Scottish Government accused of failing Scotland’s hospitality businesses due to lack of engagement and derisory funding

Nic Wood

The Scottish Government have been accused of failing Scotland’s hospitality businesses due to a lack of engagement and derisory funding. The Scottish Hospitality Group say this demonstrates the government’s lack of understanding of the industry and its failure to grasp the enormity of the imminent job losses.

The Scottish Hospitality Group (SHG), made up of Scotland’s leading bar and restaurant operators, has called on the government repeatedly to engage with them, but to no avail. First Minister Nicola Sturgeon’s announced plans to impose further restrictions, which will be revealed tomorrow,  but her government has not consulted with the industry over any of the upcoming changes.

Nic Wood, the owner of the Signature Pub Group, pictured, who runs 21 bars and restaurants across Scotland, says, “It is not unreasonable to ask the government to work with us on finding a solution to safeguard an industry that is the backbone of Scotland’s economic prosperity. Currently, we do not feel they are listening to businesses and as a result, have a lot to learn as to how our sector works. Our business alone has been forced to reduce headcount by 30 per cent, and until they start to engage with us, thousands of Scottish jobs hang in the balance.”

The trade is still waiting for clarity on financial support which SHG say, “has been a postcode lottery”, and suggests that although any financial support is welcome, the amounts being discussed are derisory. SHG also suggests that the government’s stop-start approach with no notice is costing businesses on average £4,000 a week on top of other losses.

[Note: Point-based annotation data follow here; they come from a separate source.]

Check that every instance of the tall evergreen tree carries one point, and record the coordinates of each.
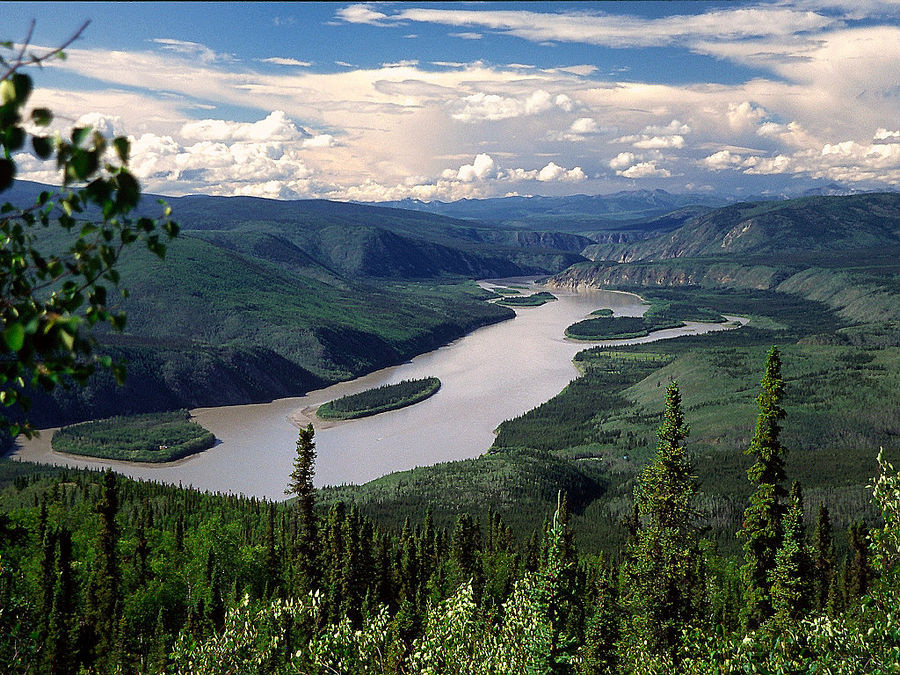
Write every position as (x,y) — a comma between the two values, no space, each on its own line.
(61,635)
(762,528)
(823,558)
(792,577)
(106,592)
(301,486)
(858,572)
(664,570)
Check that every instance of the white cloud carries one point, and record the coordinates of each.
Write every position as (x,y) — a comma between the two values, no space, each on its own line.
(483,167)
(108,125)
(361,14)
(723,159)
(282,61)
(492,107)
(654,142)
(275,127)
(745,115)
(584,125)
(554,172)
(193,50)
(644,170)
(792,134)
(610,30)
(622,160)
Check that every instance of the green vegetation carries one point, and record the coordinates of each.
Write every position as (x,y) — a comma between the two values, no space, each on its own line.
(104,574)
(533,300)
(380,399)
(618,327)
(151,437)
(53,293)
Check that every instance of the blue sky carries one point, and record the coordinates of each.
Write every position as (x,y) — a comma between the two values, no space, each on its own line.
(445,101)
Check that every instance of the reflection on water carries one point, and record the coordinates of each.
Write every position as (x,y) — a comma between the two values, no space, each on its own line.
(493,374)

SHG spokesman Stephen Montgomery says, “What’s on the table is totally derisory for our sector. Currently, we are being asked to stretch £40 million across 16,700 Scottish licensed businesses whereas Manchester Mayor Andy Burnham is pushing for £75 million for Greater Manchester that has just 1,912 premises.

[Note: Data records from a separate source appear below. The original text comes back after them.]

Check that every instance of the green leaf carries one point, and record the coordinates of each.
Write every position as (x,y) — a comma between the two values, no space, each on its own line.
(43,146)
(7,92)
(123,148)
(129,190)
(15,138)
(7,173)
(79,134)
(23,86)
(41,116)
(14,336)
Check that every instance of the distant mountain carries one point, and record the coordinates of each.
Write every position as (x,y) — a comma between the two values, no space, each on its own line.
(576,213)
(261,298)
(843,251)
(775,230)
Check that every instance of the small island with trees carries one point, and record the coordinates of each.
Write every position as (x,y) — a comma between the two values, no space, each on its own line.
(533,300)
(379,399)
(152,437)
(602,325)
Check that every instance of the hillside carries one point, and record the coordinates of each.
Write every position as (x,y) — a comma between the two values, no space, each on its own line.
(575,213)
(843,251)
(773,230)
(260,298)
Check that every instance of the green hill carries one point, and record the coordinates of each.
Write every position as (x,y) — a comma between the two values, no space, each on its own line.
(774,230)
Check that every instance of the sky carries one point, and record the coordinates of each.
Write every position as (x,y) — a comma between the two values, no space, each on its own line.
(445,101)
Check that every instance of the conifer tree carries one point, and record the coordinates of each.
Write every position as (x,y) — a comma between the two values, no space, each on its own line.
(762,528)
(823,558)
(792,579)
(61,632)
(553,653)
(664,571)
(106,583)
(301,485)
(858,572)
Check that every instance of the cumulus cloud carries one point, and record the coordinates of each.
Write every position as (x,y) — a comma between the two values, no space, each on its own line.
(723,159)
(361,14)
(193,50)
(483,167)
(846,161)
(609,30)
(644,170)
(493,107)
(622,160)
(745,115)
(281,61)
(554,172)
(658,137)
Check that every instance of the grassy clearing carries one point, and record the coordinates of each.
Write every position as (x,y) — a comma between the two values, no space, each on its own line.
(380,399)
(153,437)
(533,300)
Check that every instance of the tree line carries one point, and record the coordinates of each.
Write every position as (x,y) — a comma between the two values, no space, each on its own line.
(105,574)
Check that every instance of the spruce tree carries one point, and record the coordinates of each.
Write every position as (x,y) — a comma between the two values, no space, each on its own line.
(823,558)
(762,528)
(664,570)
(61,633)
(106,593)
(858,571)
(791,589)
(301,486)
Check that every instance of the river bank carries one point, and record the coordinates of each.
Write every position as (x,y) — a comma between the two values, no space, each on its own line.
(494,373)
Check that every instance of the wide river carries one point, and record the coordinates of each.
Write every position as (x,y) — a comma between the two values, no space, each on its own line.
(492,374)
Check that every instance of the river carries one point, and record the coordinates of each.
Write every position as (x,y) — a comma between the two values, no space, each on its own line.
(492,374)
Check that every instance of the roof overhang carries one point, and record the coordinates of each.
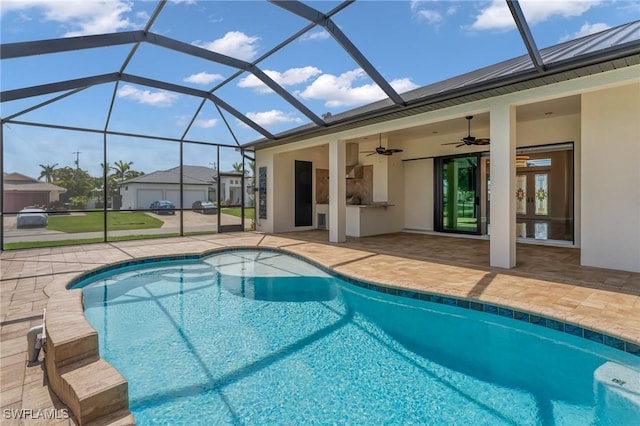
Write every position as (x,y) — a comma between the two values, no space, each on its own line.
(621,56)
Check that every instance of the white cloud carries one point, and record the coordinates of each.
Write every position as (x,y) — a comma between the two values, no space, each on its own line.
(320,34)
(431,16)
(80,17)
(498,17)
(234,43)
(290,77)
(203,78)
(337,91)
(206,123)
(269,118)
(587,29)
(160,99)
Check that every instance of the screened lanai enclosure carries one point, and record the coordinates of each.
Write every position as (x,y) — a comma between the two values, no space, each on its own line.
(125,120)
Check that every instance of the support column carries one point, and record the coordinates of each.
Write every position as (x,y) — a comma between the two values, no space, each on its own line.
(503,183)
(337,191)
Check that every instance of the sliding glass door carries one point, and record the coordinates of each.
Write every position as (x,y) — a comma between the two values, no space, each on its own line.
(457,194)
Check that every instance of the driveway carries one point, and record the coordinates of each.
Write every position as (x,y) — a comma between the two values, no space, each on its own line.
(193,222)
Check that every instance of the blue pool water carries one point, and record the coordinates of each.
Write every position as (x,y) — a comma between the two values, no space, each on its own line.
(251,337)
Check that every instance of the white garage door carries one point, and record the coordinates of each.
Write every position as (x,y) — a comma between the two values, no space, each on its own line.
(144,197)
(173,195)
(190,195)
(193,195)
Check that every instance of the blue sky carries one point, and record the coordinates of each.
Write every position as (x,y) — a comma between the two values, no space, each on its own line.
(411,43)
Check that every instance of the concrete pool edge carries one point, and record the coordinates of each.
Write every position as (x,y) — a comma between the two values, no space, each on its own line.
(580,329)
(449,297)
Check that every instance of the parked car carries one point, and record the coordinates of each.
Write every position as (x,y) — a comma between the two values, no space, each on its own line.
(163,207)
(28,217)
(204,207)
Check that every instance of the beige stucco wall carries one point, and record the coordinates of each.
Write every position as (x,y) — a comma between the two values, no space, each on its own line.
(610,157)
(418,191)
(280,183)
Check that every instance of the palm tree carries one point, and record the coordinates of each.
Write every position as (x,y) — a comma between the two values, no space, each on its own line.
(121,170)
(237,167)
(47,172)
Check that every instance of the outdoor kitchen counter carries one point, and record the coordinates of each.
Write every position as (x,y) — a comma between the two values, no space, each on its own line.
(371,205)
(365,219)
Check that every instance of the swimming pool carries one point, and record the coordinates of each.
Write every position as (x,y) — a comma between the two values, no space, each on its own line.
(260,337)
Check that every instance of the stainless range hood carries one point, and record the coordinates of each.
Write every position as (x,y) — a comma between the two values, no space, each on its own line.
(354,170)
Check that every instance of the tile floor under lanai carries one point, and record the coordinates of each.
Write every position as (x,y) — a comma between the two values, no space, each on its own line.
(546,280)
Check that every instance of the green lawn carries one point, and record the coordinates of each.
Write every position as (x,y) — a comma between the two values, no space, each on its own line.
(93,222)
(235,211)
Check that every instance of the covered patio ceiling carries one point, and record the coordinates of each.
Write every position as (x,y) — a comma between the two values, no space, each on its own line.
(536,67)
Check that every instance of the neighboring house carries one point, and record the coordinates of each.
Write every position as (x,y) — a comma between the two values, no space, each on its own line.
(21,191)
(199,183)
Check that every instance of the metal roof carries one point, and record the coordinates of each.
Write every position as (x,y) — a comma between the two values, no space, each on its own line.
(616,47)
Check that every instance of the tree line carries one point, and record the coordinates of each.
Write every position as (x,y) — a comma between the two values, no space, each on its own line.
(81,186)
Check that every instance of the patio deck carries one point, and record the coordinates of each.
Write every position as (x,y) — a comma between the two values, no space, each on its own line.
(546,280)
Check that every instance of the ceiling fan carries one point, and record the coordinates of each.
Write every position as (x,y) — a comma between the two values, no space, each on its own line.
(469,140)
(381,150)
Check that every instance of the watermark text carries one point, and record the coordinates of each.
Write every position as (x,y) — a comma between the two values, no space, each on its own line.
(35,414)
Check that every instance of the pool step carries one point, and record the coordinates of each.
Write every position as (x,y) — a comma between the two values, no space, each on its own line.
(96,389)
(92,388)
(118,418)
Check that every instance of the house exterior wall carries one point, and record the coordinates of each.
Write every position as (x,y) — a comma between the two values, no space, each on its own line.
(170,192)
(418,193)
(606,157)
(610,178)
(14,201)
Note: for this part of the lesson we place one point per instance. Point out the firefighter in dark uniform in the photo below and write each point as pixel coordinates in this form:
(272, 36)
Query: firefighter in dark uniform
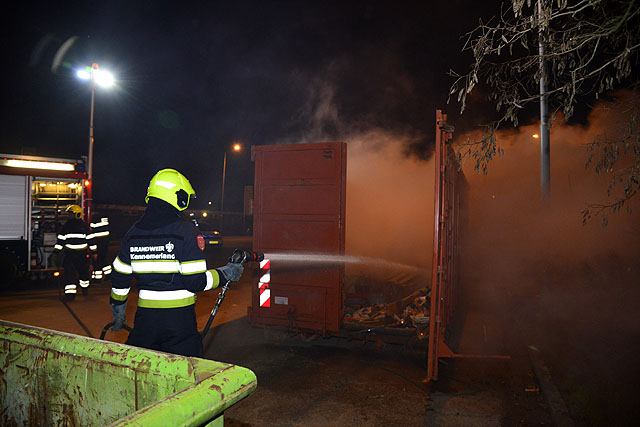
(99, 242)
(165, 253)
(73, 243)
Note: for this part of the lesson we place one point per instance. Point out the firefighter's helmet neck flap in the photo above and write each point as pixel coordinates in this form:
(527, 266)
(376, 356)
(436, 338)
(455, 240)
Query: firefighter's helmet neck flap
(172, 187)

He continues, “Not only is financial information conflicting, but much of the support is also inaccessible. It is absurd to believe that specific sectoral support should be based on a one size fits all approach.

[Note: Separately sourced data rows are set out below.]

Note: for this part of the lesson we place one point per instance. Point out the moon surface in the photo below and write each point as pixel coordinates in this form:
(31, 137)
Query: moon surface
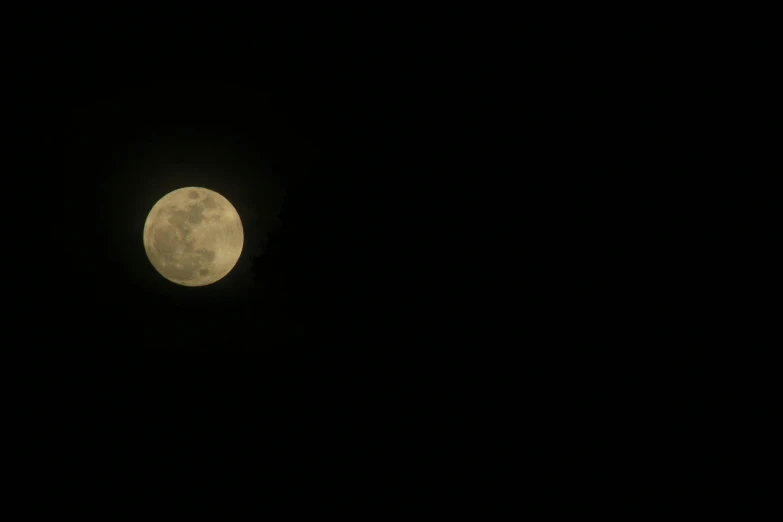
(193, 236)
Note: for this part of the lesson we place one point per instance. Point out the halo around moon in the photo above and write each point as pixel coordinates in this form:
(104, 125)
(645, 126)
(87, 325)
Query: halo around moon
(193, 236)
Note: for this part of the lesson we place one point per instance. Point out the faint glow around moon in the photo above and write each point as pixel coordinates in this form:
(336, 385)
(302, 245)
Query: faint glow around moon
(193, 236)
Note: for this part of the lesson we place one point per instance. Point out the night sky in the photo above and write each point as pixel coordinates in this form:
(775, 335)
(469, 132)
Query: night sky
(452, 228)
(321, 361)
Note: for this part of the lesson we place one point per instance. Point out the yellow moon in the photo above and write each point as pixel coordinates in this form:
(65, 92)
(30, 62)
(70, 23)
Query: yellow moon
(193, 236)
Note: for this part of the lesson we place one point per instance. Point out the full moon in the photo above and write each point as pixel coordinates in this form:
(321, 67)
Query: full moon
(193, 236)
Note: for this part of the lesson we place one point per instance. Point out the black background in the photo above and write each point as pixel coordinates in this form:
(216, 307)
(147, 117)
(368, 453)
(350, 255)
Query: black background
(454, 226)
(327, 363)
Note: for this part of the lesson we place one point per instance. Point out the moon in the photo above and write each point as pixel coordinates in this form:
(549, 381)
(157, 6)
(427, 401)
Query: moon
(193, 236)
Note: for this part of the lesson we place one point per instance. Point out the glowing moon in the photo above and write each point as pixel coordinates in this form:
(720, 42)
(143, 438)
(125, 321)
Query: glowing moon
(193, 236)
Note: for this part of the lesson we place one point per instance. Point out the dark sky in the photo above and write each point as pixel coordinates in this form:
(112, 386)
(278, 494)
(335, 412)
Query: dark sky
(311, 364)
(451, 223)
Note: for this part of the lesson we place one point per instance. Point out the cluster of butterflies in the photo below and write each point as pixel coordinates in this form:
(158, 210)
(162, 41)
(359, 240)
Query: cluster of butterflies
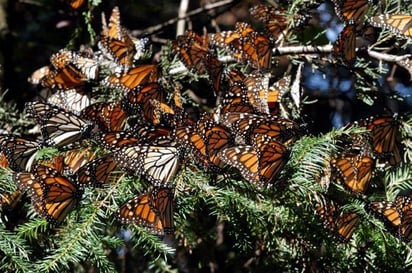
(149, 133)
(353, 13)
(354, 168)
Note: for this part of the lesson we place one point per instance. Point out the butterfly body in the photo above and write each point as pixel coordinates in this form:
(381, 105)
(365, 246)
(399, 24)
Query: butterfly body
(153, 210)
(53, 196)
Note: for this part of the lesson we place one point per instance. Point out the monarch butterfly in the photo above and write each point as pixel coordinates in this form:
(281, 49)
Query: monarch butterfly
(355, 171)
(276, 92)
(351, 10)
(71, 161)
(205, 140)
(53, 196)
(116, 43)
(9, 200)
(397, 215)
(4, 163)
(245, 44)
(38, 74)
(400, 24)
(157, 164)
(69, 100)
(134, 77)
(76, 4)
(97, 172)
(345, 45)
(58, 127)
(237, 104)
(113, 141)
(153, 210)
(245, 126)
(259, 163)
(19, 152)
(253, 87)
(109, 116)
(384, 133)
(69, 70)
(65, 78)
(342, 223)
(195, 54)
(139, 100)
(150, 133)
(273, 18)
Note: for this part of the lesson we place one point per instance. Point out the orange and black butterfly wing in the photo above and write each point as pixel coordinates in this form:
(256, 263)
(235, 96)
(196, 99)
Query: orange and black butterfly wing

“Some operators outside the central belt have been forced to close over the sixteen-day period as they cannot trade viably under the current restrictions, therefore they are not eligible for full Scottish Government support or access to the new furlough scheme.

“We still have no detail on how the ‘furlough top-up’ will be calculated, no clear guidance on what happens to our staff from the start of November when the current furlough ends, or how the new job support scheme will be administered.

“Despite constantly asking for more engagement, we are still only hearing about restrictions on the day which does not allow businesses to prepare appropriately.

Nic Wood adds, “Scotland’s bars and restaurants have demonstrated again and again that they are willing to work with government and are doing absolutely everything asked of them to help combat the spread of coronavirus. Responsibly run bars and restaurants should be regarded as a vital part of the solution, as recent evidence shows that people will socialise at home or other venues that have no social distancing.”

Stephen Montgomery comments, “We know that we are in this for the long-haul. We are now calling for a more strategic long-term approach from the Scottish Government as to how they intend to work with industries to safeguard Scotland’s jobs and businesses. Not just for the hospitality sector but the thousands of suppliers that will be impacted if our industry fails.”